The line does not really fit the data and a linear model seems to be not the best choice to model the data. The residual shows a definite curvature, indicating that the best model may be non-linear.

Up to this point we have been limited to modeling / approximating data by lines, planes, and higher-dimensional linear subspaces. But we can use linear regression to fit non-linear models with adding only a nonlinear feature to transform to data:

\[ \hat{y} = \mathbf{w}^T \phi(\mathbf{x}) \]

An example for d=2 could look like this:

\[\begin{split} \phi(\mathbf{x}) = \phi\left(\binom{x_1}{x_2}\right) = \begin{bmatrix} 1 \\ x_1 \\ x_2 \\ x_1 x_2 \\ x_1^2 \\ x_2^2 \end{bmatrix} \end{split}\]

Let us revisit the code from before. We add a new \(\phi\) function, which we now use to transform our \(x\) to fit the curvature.

def phi(x):
    return np.hstack((x, np.exp(-x)))

reg = LinearRegression().fit(phi(x), y)
y_hat = reg.predict(phi(x))

fig, ax = plt.subplots(1, 1)
ax.scatter(x, y, color='g')
line, = ax.plot(x_grid, reg.predict(phi(x_grid)), 'k')

for i in range(n):
    plt.plot([x[i], x[i]], [y[i], y_hat[i]], 'y')
_images/linear-methods-2_8_0.png

A crazy idea? Random features?#

_images/kitchensinks.jpg

Fig. 6 Sometimes we can use randomization to our advantage.#

Back to linear regression for classification#

x1 = np.concatenate((np.linspace(-2, -0.5, 20), 
                    np.linspace(0.5, 2, 20))).reshape(-1, 1)

x2 = np.concatenate((np.linspace(-2, -0.5, 20), 
                    np.linspace(0.5, 2, 20),
                    np.linspace(4, 5.9, 20))).reshape(-1, 1)

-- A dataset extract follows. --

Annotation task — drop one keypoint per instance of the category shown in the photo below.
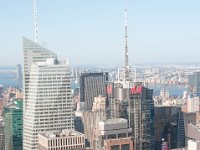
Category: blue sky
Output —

y1, y2 = np.sign(x1), np.sign(x2)
reg1 = LinearRegression().fit(x1, y1)
reg2 = LinearRegression().fit(x2, y2)

fig, axs = plt.subplots(1, 2, figsize=(10, 4))
axs[0].scatter(x1, y1, c=-y1)
axs[1].scatter(x2, y2, c=-y2)

x_grid = np.linspace(-6, 6, 200).reshape(-1, 1)
line1, = axs[0].plot(x_grid, reg1.predict(x_grid), 'k')
line2, = axs[1].plot(x_grid, reg2.predict(x_grid), 'k')
line2b, = axs[1].plot(x_grid, reg1.predict(x_grid), ':')
axs[0].grid(True)
axs[1].grid(True)
plt.setp(axs, ylim=(-1.5, 1.5))
[-1.5, 1.5, -1.5, 1.5]
_images/linear-methods-2_10_1.png

Here we have an example of a model which does not really fit the given data. We clearly see it with additional values, that a linear regression is not the best model to choose here. In this case, a logistic regression for classification would fit the data more.